Go is one of these sorts of games. Sure, Niantic had previously made a similar game, but applying Pokemon to the idea was a once in a lifetime opportunity. An opportunity to bring a little more realism to a concept that already had tens of millions of fans waiting to feel like they could be real trainers. Though it continues to be a success itself, it's a gambit that will likely never be repeated as anyone looking for Pokemon on their phones can just play Go or, to a lesser extent, Masters which fills the generic gacha niche that's so popular on phones.
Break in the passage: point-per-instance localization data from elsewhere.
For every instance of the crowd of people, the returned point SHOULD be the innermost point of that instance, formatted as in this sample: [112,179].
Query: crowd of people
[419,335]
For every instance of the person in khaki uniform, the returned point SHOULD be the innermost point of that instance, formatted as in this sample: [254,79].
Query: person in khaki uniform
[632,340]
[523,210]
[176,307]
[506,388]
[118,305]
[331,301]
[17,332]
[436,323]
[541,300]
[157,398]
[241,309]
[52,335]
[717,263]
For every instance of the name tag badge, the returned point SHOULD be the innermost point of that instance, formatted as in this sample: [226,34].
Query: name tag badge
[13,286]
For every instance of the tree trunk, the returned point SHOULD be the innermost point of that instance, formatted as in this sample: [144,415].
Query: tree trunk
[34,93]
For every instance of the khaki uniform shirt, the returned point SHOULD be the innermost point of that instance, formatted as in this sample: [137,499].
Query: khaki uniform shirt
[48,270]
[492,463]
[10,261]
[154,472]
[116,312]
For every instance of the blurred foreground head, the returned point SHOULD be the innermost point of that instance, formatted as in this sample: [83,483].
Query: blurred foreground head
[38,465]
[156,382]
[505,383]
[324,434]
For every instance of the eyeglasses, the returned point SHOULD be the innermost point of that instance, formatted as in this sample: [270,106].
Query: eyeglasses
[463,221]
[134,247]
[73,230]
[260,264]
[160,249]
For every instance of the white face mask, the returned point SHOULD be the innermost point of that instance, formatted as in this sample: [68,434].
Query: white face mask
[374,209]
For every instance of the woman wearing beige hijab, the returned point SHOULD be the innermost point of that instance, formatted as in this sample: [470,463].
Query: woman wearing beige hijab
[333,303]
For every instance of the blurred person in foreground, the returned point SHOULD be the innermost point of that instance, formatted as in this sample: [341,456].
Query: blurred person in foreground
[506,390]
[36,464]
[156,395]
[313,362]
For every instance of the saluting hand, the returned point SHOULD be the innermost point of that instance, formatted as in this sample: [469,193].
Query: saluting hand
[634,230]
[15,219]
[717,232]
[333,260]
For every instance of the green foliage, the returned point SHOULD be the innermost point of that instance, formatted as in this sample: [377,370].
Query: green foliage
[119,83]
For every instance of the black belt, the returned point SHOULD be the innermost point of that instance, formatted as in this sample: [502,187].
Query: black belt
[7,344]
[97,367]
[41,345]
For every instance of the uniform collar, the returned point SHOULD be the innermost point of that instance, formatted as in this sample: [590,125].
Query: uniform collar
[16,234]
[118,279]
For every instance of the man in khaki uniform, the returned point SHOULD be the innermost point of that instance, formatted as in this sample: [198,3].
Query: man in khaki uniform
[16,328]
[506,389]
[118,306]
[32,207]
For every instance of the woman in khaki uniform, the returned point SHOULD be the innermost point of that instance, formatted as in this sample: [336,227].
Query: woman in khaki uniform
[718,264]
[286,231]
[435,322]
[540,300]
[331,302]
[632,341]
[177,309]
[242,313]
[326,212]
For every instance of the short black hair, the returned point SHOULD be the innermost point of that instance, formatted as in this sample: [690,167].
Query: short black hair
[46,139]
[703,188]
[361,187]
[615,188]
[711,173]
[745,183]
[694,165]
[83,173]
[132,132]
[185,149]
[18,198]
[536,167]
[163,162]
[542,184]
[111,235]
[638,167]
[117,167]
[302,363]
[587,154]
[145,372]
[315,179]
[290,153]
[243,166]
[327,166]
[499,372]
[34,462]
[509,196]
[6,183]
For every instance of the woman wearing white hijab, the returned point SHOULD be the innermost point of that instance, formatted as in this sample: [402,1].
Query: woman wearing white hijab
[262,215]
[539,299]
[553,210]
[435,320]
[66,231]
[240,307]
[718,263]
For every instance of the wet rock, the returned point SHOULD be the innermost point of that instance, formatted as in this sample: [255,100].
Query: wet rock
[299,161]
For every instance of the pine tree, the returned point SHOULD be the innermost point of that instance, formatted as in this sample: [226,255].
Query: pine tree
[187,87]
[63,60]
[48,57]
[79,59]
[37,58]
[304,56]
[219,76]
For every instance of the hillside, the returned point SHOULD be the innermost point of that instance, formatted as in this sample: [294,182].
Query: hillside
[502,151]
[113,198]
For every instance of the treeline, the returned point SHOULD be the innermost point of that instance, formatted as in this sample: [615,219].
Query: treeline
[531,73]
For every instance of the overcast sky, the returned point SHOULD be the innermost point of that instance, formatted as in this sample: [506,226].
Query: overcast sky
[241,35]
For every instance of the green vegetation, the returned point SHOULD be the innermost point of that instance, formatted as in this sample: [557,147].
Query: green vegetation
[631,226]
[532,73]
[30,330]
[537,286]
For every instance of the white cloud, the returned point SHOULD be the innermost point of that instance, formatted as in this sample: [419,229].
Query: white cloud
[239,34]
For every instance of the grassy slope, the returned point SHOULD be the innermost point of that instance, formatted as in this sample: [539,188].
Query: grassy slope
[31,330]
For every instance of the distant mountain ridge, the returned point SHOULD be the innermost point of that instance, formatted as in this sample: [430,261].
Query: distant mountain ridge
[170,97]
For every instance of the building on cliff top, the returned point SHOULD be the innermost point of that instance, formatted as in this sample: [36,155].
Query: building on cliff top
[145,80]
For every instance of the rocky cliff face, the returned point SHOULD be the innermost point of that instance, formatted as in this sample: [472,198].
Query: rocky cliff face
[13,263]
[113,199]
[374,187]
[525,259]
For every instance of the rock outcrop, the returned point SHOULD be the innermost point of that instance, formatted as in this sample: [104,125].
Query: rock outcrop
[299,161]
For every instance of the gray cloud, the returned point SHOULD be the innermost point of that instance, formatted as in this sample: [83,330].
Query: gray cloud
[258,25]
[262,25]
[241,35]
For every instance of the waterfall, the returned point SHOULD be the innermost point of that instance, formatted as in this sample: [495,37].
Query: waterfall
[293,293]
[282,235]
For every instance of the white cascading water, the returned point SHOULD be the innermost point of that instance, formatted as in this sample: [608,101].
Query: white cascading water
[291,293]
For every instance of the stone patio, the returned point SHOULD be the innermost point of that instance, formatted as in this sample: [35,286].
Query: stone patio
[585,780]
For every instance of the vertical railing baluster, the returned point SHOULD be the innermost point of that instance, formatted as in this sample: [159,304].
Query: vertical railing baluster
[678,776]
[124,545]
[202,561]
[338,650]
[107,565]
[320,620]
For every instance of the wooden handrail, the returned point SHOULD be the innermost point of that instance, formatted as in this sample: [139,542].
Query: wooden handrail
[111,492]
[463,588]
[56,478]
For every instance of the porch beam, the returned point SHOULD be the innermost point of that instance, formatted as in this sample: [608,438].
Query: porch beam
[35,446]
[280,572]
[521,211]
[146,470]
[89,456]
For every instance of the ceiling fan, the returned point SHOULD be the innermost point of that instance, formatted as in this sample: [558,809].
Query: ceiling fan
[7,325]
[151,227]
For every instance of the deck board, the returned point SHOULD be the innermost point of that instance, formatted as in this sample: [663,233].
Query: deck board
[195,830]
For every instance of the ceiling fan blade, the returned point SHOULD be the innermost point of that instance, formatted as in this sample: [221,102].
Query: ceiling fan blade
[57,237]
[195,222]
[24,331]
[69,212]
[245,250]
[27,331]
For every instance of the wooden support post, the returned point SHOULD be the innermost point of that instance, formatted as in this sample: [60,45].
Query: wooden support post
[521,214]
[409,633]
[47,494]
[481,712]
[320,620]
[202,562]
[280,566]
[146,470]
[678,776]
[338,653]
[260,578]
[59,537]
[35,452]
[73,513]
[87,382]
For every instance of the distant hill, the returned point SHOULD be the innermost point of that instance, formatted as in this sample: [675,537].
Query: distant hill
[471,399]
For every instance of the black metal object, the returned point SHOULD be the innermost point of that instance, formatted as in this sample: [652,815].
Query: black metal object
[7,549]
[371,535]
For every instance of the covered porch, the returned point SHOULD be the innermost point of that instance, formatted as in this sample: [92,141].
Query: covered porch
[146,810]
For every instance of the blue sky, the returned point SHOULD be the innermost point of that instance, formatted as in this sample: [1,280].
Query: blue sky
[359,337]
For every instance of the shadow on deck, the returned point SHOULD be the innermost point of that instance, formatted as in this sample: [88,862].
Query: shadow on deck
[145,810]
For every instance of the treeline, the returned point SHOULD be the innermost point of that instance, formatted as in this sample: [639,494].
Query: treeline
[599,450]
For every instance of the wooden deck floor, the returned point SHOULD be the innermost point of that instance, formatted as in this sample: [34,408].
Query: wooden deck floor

Mainline Pokemon will not be able to survive on mobile. Traditional games, period, cannot survive there. The entire appeal of the market is luring people in to play for free, then conditioning them to dump real money on in-game perks and items. This can't work with mainline, not without fundamentally changing what "mainline" is to the point that it's almost unrecognizable. You can't do releases on a one year, two year, three year, or even a five year basis as mobile games require a semi-constant stream of small, but new content updates to keep the playerbase invested, and when they get invested in the longterm they'll be far less willing to move on to the next iteration and leave everything they've built up in the old game behind. It's almost paradoxical, how a market of what's by and large considered extremely casual games tends to live and die by its most hardcore players.
And you're just fucking delusional if you think anyone in the mobile market is willing to shell out $40 - $60 upfront for a fucking phone game. It's just not happening with all that free to play competition.